Cuse: We certainly didn’t sit there with the movie open. It was a question of having watched it a few times so that it permeated our consciousness. We were aware of what some of the fundamental elements were, and then we intuitively incorporated them into the show to some degree. In the same way that Christopher Nolan took iconic elements from Batman but told a whole different story, we felt like we were taking elements of Psycho but really fitting them into our own story. We didn’t try to bend our story around to the movie in any way.

Marion made a reference to “Janet” leaving in “Dreams Die First,” when she asked for a promotion. Was that a throw to Janet Leigh?

Ehrin: No. no. (Laughs) That’s just a coincidence, honestly.

You’ve discussed why Philip Abraham was the right choice to direct “Marion,” but what can you say about what he specifically brought now that the episode has aired?

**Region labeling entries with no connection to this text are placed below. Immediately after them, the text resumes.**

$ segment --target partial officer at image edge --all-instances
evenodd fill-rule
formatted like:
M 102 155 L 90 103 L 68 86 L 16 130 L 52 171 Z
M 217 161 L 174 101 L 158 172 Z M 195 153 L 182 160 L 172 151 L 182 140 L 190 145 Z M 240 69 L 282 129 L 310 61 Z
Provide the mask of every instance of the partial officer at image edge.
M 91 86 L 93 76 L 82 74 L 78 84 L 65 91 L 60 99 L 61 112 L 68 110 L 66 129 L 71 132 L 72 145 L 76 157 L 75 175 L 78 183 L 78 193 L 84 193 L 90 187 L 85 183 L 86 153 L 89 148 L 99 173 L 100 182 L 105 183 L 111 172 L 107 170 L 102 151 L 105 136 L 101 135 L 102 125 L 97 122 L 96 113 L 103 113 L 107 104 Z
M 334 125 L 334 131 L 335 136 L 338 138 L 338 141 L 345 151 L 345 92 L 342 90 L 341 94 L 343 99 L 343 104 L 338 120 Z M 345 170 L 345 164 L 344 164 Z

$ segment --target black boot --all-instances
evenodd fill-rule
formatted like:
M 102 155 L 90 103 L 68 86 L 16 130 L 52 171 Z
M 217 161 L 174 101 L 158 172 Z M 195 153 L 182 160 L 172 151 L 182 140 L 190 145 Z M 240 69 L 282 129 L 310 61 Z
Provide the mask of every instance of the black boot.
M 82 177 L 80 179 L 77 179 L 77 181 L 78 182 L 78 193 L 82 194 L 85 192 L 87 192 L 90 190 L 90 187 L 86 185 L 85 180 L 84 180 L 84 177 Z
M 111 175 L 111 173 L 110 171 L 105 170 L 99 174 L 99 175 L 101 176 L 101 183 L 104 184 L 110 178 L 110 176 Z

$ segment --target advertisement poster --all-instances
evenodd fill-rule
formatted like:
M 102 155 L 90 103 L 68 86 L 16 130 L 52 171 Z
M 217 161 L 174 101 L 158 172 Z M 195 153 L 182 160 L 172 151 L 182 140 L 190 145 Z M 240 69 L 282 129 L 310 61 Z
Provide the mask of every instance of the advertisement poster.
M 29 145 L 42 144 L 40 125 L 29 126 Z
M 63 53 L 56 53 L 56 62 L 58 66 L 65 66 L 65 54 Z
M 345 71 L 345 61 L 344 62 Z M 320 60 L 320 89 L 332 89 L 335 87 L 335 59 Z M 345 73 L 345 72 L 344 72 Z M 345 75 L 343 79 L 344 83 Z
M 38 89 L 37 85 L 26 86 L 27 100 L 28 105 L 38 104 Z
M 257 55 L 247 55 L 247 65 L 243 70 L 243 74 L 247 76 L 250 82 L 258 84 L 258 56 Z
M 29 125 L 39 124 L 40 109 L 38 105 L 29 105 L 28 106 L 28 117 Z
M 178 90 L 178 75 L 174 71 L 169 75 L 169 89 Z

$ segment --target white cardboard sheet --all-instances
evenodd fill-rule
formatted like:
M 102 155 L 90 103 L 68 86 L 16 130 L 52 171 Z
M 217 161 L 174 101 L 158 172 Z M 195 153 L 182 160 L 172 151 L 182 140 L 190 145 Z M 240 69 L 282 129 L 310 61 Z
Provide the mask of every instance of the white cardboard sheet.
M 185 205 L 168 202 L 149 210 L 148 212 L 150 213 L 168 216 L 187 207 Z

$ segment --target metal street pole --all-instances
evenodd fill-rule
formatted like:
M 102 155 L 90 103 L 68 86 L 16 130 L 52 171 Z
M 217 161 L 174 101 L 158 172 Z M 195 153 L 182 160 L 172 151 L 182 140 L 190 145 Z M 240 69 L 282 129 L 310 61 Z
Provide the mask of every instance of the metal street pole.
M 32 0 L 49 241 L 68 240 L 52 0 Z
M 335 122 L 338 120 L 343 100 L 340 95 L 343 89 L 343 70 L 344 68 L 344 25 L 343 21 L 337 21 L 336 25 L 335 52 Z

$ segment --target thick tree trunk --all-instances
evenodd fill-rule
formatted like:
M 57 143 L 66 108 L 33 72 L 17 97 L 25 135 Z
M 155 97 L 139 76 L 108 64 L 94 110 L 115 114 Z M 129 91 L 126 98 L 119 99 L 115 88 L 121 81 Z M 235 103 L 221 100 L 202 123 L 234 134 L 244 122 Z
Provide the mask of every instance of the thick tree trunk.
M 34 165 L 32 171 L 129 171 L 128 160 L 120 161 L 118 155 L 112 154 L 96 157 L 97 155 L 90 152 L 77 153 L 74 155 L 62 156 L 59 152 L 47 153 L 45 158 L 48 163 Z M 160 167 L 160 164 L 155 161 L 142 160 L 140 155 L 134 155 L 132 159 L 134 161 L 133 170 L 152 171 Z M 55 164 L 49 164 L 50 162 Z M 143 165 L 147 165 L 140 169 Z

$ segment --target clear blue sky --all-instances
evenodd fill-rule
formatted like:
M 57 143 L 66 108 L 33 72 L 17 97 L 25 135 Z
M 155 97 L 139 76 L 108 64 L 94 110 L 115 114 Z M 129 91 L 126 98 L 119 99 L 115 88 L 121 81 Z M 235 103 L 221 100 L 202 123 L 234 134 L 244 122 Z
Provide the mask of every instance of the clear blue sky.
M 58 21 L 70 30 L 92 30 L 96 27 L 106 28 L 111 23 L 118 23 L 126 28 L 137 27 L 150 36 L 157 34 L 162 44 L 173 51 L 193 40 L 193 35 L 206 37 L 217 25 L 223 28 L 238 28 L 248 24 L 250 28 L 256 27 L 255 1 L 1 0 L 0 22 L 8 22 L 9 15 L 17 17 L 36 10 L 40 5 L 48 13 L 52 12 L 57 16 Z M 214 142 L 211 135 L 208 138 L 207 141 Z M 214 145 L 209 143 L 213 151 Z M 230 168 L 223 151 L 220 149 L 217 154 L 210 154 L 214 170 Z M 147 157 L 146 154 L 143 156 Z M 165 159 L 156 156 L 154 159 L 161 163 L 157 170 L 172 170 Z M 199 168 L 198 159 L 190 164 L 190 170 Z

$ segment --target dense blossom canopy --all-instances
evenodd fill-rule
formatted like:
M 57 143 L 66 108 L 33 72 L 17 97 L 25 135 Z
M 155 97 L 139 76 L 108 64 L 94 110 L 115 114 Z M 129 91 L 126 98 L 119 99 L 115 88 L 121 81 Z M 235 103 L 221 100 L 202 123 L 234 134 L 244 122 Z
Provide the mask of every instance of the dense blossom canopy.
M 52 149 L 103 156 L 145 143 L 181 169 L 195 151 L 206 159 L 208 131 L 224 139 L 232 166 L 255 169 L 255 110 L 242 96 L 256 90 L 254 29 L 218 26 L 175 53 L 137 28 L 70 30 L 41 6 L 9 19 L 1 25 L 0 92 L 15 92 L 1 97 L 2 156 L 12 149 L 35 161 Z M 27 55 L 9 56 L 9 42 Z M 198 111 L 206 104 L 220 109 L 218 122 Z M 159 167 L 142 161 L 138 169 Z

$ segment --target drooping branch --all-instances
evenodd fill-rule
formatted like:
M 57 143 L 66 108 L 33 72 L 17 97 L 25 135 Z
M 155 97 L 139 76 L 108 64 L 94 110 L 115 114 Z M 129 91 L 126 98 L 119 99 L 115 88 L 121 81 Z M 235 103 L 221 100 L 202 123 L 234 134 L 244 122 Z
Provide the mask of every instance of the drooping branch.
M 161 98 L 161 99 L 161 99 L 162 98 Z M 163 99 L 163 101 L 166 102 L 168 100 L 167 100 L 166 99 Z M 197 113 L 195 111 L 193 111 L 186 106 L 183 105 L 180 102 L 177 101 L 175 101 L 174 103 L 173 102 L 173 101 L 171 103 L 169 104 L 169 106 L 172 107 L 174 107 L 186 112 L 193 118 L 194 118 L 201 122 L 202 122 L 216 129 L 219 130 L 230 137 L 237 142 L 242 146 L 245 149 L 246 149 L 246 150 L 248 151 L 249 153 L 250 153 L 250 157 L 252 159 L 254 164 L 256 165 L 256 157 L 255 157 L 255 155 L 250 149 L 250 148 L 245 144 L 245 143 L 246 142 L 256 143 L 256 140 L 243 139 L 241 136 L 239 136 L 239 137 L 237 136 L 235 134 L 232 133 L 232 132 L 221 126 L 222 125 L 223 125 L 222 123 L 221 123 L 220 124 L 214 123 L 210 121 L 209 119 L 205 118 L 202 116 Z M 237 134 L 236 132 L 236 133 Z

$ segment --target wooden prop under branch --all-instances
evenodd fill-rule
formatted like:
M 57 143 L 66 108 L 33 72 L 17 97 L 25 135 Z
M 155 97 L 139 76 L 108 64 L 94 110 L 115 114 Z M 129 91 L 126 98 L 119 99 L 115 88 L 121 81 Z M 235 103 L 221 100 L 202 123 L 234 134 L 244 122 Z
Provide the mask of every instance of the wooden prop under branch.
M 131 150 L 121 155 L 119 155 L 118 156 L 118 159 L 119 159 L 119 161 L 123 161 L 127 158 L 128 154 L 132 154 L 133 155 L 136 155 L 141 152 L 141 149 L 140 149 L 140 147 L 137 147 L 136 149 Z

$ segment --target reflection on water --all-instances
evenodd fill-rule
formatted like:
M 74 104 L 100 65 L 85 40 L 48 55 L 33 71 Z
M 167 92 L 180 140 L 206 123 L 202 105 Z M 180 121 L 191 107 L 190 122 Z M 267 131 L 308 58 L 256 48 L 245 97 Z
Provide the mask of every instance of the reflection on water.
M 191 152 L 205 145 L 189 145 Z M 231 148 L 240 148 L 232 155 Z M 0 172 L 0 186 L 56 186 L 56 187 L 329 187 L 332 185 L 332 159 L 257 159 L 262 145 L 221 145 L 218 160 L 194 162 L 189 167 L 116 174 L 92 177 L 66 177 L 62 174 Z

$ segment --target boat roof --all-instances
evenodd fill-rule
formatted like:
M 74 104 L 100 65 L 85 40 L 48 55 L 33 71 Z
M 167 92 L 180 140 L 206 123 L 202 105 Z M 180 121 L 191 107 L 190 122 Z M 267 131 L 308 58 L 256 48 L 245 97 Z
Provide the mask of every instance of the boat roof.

Cuse: Phil spent a lot of time, obviously, looking at the original sequence, and his thought was to match some shots but also to do some stuff that was different, including using this special lens that has an extremely short focal throw. So the shot down over the shower head to Rihanna showering, that’s not in the original, it was made possible by using this kind of cool lens. He was the cinematographer and the DP for The Sopranos, so I think for him as a director to get a chance to do his own version of the shower scene, I think he took the same creative approach we did, which is to have it contain some familiar elements but also make it our own, and that’s what he did. There are things that are literally duplicated, and then there are other things that are his own interpretation of the scene.

Carlton, now that you’ve got some directing experience, did you consider directing this episode?

Cuse: I wish that I could have. I would have loved to have directed an episode of Bates. The scheduling of my life just didn’t make it possible. With directing you need to be singularly focused, and the schedule of when the show was shooting didn’t allow that for me. I would have loved to do it. I don’t think I’ve ever had a better experience with a cast than the cast on this show. The actors are all so amazing and such wonderful people, and Kerry has been the center point of the whole process. It would have been great; it just didn’t work out timing-wise.

You did pull a Hitchcock and make a cameo on “Dreams Die First.” Why play the role of the cop who stops Marion?

Ehrin: I actually wanted him to do it. Carlton is such a fun presence, and when we were breaking that scene in the room I had the image in my head of that really stern-looking cop, and it reminded me of Carlton. Only because it’s like a personality of his that he pulls out, but it’s not his constant personality, this super alpha dude. It just reminded me of him, so when he came in the room it was like, "I have the perfect cameo for you." And we all talked him into doing it.

And it worked out, right, Carlton?

Cuse: You tell me! I guess so. It was fun to do. It was very fun to get to participate on that level in the show, and also because Nestor [Carbonell] was directing that episode, the shoe was on the other foot and he was giving me notes.

Kerry, why didn’t you make a cameo?

Ehrin: I only work for top of show. (Laughs) I love acting, I would love to do a part sometime in some little movie or something, but it seemed like to go on and be a receptionist or whatever…nothing came up that I was super excited about, where I thought, "Oh my God, I have to do that." Or that anybody else thought I had to do. So it’s just so much easier to stay home. In L.A.